To: Tomato who wrote (19884)7/18/2001 10:40:21 PM
From: CRUZ  Read Replies (1) | Respond to of 62554
 
A lady from California purchased a piece of timber land in Oregon. There
was a large tree on one of the highest points in the tract. She wanted to
get a good view of her land so she started to climb the big tree. As she
neared the top, she encountered a spotted owl that attacked her. In her
haste to escape, the lady slid down the tree to the ground and got many
splinters in her private parts. In considerable pain, she hurried to the
nearest doctor.
He listened to her story then told her to go into the examining room and
he would see if he could help her. She sat and waited for three hours
before the doctor reappeared.
The angry lady demanded, "What took you so long?" The unperturbed doctor
replied, "Well, I had to get permits from the Environmental Protection
Agency, the Forest Service, and the Bureau of Land Management before I
could remove old-growth timber from a recreational area."

Cruz



To: Tomato who wrote (19884)7/23/2001 1:59:35 AM
From: High Grader  Read Replies (2) | Respond to of 62554
 
Love all the airline jokes. Here is a true one.

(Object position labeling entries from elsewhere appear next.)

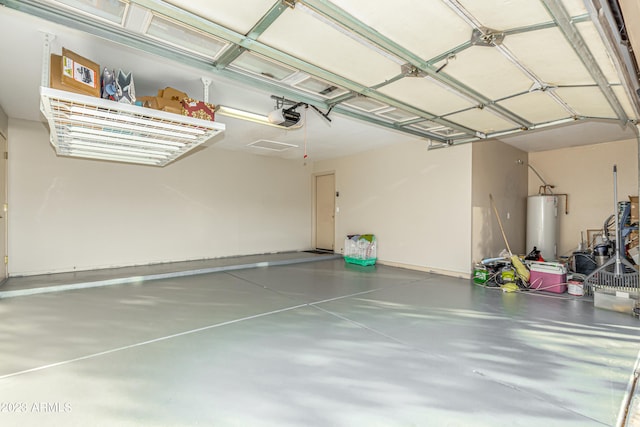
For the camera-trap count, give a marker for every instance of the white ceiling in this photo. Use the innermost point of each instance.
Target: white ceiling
(496, 78)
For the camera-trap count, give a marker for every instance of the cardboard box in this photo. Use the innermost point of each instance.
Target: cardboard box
(172, 94)
(172, 109)
(79, 73)
(148, 101)
(198, 109)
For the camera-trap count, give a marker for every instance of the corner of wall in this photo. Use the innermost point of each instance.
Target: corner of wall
(4, 123)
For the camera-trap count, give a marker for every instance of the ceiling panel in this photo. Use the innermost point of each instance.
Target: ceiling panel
(481, 120)
(587, 101)
(426, 94)
(312, 40)
(486, 70)
(574, 7)
(403, 21)
(593, 41)
(621, 94)
(580, 132)
(536, 107)
(506, 14)
(548, 54)
(227, 13)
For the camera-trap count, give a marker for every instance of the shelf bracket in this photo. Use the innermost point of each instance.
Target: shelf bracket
(46, 58)
(205, 83)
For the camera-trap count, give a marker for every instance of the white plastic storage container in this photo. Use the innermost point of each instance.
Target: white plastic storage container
(360, 249)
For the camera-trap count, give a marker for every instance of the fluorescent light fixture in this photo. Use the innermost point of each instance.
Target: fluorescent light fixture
(98, 135)
(249, 116)
(110, 148)
(131, 119)
(142, 129)
(83, 126)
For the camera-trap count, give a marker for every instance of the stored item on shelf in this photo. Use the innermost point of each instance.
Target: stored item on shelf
(170, 99)
(148, 101)
(125, 87)
(198, 109)
(80, 73)
(548, 276)
(55, 77)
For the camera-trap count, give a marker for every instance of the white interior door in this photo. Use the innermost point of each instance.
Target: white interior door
(3, 204)
(325, 212)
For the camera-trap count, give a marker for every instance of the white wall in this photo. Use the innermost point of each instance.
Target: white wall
(4, 123)
(68, 214)
(586, 174)
(415, 201)
(500, 170)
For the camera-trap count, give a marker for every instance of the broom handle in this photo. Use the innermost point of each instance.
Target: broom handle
(504, 236)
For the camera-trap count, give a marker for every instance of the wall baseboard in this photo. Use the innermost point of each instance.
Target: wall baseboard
(442, 272)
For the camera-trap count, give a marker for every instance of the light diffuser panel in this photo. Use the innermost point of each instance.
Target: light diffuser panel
(85, 126)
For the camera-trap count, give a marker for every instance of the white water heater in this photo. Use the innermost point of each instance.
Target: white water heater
(542, 225)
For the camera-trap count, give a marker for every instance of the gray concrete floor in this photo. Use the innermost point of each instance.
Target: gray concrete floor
(310, 344)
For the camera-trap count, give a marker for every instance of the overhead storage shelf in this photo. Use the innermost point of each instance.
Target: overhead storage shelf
(90, 127)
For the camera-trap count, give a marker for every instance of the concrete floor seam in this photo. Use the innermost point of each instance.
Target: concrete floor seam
(147, 342)
(423, 351)
(536, 396)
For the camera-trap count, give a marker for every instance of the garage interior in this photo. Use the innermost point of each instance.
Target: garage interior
(205, 284)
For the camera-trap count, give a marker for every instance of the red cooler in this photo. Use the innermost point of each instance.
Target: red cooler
(548, 276)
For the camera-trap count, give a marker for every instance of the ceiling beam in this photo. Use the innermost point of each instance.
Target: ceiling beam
(107, 31)
(234, 51)
(571, 33)
(245, 42)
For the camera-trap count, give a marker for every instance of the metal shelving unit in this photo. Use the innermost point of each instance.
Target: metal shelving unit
(90, 127)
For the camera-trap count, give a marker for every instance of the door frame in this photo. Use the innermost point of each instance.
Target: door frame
(314, 205)
(4, 201)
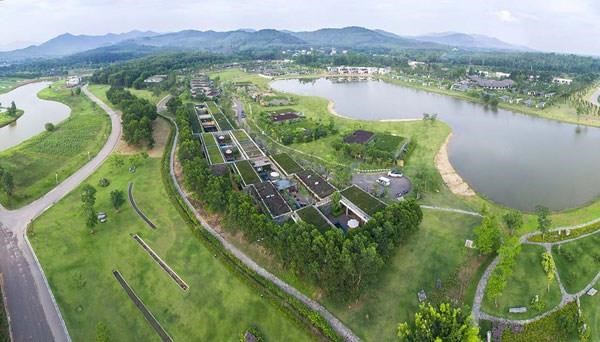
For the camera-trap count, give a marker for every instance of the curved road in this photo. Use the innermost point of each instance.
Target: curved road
(33, 312)
(336, 324)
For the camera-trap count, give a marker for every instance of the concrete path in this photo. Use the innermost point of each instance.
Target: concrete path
(337, 325)
(567, 297)
(33, 312)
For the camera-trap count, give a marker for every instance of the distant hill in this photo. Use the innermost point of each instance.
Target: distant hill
(68, 44)
(470, 41)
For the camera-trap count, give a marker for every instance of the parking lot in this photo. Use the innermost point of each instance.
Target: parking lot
(368, 182)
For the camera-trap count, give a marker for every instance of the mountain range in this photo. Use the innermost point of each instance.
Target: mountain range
(354, 37)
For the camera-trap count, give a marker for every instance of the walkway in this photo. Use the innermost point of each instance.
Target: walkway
(567, 298)
(33, 312)
(337, 325)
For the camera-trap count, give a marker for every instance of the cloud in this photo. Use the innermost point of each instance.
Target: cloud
(505, 16)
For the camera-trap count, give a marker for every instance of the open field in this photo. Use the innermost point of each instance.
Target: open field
(363, 200)
(6, 119)
(312, 216)
(527, 281)
(578, 262)
(39, 162)
(217, 307)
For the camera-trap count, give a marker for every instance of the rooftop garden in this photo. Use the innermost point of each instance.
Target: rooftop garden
(363, 200)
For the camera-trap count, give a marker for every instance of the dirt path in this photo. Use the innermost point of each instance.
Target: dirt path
(452, 179)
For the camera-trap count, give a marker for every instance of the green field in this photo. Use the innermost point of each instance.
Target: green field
(578, 262)
(527, 281)
(6, 119)
(247, 172)
(288, 164)
(36, 162)
(363, 200)
(214, 153)
(218, 306)
(311, 215)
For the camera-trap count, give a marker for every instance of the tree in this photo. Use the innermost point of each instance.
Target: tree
(441, 323)
(513, 220)
(488, 236)
(117, 197)
(544, 220)
(549, 267)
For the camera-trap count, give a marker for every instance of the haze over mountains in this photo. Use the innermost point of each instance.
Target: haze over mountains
(357, 38)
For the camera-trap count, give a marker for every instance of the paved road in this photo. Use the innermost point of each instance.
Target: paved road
(337, 325)
(33, 313)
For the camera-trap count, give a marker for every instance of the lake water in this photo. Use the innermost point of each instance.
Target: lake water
(513, 159)
(37, 113)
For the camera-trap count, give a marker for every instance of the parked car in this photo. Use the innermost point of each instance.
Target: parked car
(395, 174)
(102, 217)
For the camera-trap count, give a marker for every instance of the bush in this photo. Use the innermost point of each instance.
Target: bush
(103, 182)
(49, 126)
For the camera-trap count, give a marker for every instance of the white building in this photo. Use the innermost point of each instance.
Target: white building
(560, 80)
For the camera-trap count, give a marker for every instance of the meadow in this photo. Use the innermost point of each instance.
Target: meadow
(38, 163)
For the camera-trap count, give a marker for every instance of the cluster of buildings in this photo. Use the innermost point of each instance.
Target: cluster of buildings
(352, 70)
(202, 86)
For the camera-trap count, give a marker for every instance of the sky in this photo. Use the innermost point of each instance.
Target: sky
(567, 26)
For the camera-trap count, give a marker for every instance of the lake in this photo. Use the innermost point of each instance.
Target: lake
(37, 113)
(513, 159)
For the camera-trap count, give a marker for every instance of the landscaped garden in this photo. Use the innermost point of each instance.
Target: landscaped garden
(247, 172)
(578, 262)
(311, 215)
(363, 200)
(527, 282)
(289, 165)
(38, 163)
(217, 307)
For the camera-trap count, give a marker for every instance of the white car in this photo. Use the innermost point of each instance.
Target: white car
(395, 174)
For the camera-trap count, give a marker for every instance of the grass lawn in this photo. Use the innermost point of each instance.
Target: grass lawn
(288, 164)
(312, 216)
(217, 307)
(214, 154)
(249, 176)
(36, 162)
(578, 262)
(6, 119)
(527, 281)
(591, 310)
(363, 200)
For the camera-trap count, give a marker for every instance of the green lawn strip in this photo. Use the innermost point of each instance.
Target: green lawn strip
(527, 281)
(590, 306)
(214, 153)
(436, 251)
(556, 236)
(548, 329)
(312, 216)
(286, 162)
(6, 119)
(578, 262)
(217, 307)
(363, 200)
(249, 176)
(36, 162)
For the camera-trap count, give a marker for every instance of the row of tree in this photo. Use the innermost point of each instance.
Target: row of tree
(342, 264)
(137, 118)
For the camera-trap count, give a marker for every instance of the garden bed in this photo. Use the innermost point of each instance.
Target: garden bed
(286, 163)
(363, 200)
(246, 171)
(142, 307)
(161, 263)
(311, 215)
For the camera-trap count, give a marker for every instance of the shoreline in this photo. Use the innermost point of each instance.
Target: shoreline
(451, 178)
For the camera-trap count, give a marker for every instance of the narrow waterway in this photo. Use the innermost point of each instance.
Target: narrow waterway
(38, 112)
(513, 159)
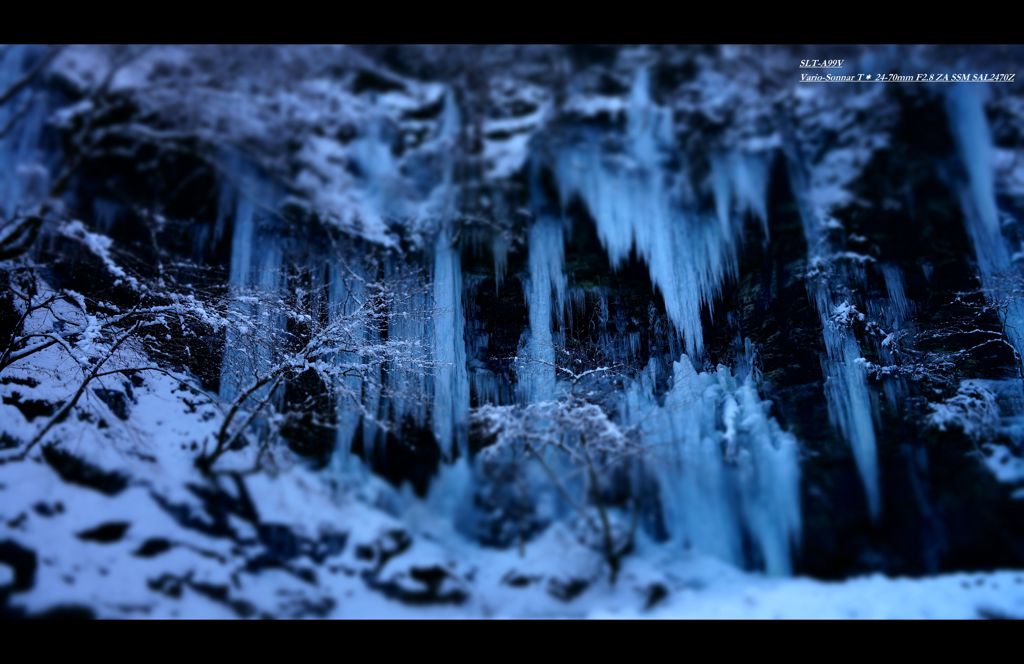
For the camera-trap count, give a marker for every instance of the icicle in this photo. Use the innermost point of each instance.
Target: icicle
(727, 470)
(23, 162)
(537, 370)
(846, 389)
(899, 305)
(966, 108)
(255, 274)
(633, 198)
(500, 251)
(451, 411)
(345, 290)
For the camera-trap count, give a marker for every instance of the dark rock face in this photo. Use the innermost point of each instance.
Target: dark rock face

I had a neat experience a couple of weeks ago. I was catching a plane and at the last moment we were told that there were mechanical problems and the flight would be delayed for several hours. Most people just groaned as the announcement came on. I kept my place in the line for the check-in counter to see what alternative would be available.

A very large, irate, woman butted in at the counter and began screaming at the clerks. The three clerks were doing their best to calm her down and all it did was get her more worked up. She was truly a case of airport rage at its worst.

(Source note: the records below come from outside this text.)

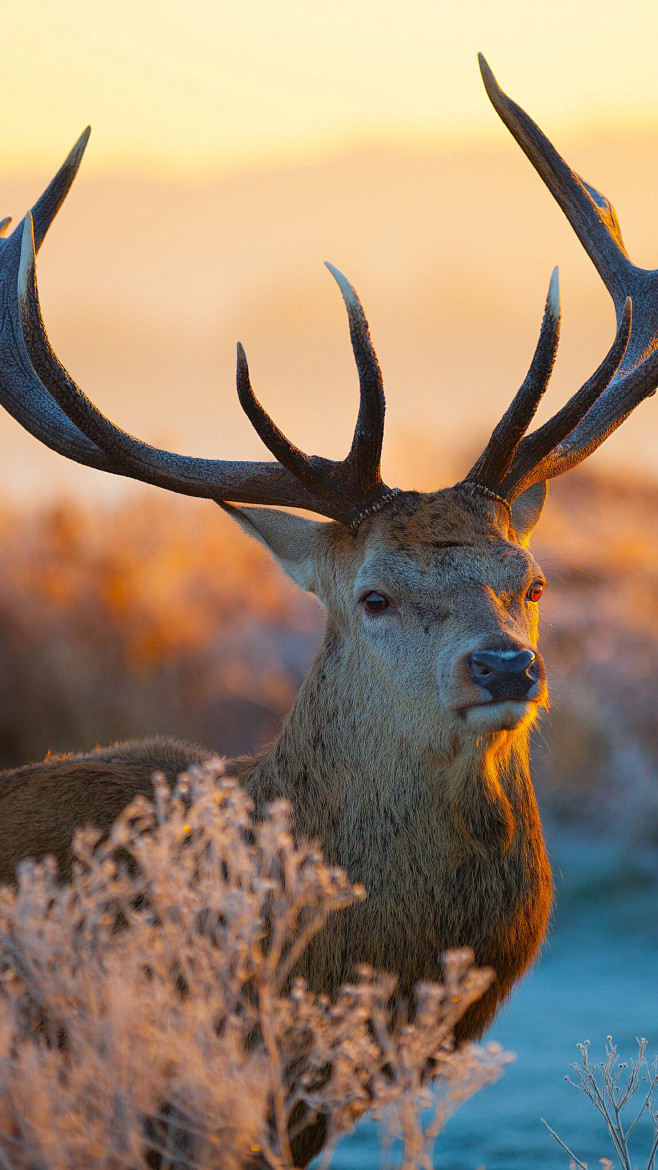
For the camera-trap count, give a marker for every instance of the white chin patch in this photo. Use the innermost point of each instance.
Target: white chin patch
(505, 716)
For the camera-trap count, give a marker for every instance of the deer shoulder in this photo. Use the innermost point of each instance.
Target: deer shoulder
(406, 750)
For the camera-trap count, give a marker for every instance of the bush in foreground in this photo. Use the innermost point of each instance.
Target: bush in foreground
(149, 1007)
(624, 1094)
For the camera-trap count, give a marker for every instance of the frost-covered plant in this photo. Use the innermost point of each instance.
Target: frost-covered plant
(623, 1092)
(149, 1009)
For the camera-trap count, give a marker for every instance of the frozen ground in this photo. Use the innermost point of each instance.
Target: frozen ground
(596, 977)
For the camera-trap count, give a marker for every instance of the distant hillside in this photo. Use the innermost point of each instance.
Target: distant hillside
(148, 284)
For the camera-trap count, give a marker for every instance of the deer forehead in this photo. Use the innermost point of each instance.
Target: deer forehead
(420, 575)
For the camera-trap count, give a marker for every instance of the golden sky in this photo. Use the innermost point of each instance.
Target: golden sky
(214, 84)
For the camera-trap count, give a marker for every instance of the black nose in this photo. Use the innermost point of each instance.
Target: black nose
(505, 674)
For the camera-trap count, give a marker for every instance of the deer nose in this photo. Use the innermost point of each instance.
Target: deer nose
(505, 674)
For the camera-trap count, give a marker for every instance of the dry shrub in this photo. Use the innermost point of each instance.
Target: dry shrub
(624, 1094)
(149, 1009)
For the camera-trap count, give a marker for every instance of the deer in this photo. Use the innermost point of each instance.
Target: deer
(406, 751)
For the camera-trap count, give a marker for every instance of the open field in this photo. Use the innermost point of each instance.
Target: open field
(159, 617)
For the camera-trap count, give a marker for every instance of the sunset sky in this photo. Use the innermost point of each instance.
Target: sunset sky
(212, 84)
(235, 146)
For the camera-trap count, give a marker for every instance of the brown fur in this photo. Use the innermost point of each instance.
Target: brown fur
(391, 756)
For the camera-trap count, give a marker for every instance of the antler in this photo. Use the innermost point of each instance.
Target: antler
(629, 372)
(43, 398)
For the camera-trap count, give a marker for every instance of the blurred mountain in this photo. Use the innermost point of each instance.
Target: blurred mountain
(148, 283)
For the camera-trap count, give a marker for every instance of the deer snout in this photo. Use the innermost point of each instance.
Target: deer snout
(506, 673)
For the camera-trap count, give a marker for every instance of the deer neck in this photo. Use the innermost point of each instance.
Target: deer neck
(344, 757)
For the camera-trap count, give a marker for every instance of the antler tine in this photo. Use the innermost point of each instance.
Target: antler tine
(499, 453)
(365, 451)
(49, 202)
(274, 439)
(590, 214)
(247, 482)
(632, 363)
(537, 453)
(84, 434)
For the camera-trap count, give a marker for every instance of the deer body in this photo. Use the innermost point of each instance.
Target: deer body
(406, 750)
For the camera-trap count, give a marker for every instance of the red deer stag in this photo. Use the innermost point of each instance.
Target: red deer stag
(406, 750)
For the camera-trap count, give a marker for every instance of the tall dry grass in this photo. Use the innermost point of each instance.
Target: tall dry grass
(160, 618)
(149, 1012)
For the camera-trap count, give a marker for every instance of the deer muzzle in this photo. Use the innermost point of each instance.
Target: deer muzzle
(507, 674)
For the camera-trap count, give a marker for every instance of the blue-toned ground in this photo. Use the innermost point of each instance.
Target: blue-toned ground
(597, 976)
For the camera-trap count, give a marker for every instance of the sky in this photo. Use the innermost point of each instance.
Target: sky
(214, 85)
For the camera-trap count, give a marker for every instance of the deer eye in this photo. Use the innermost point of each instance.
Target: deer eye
(376, 603)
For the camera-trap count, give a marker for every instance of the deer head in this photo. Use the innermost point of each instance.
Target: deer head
(432, 596)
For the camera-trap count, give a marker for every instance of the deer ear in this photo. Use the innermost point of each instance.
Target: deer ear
(292, 539)
(526, 510)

It was really embarrasing to hear an adult person carry on with such a tantrum in public. Finally as she paused to draw yet another breath, I said in a loud voice, "Maybe you can get her a broom to fly home on and the rest of us can get some service."

About 30 people in line cracked up and the woman was at a total loss for words. The three clerks were turning purple trying not to laugh and she turned with a snort and strode off with what dignity she had left. It was too funny for words.

Finally I was at the head of the line and although my two bags were grossly overweight the clerks waived the extra charges. I was promptly issued with a meal voucher complete with complimentary beverages and efficiently lined up with the next available flight. You have never seen such smiles.

A few days later, a letter arrived with a credit for a free flight with the airline.

One thing I hate, is to see someone taking out their frustrations on people who have to be nice to them as a part of their job responsibilities. Such rude people violate polite behavior just because they can get away with it.

It is our duty to rescue those who cannot defend themselves or civilization will fail.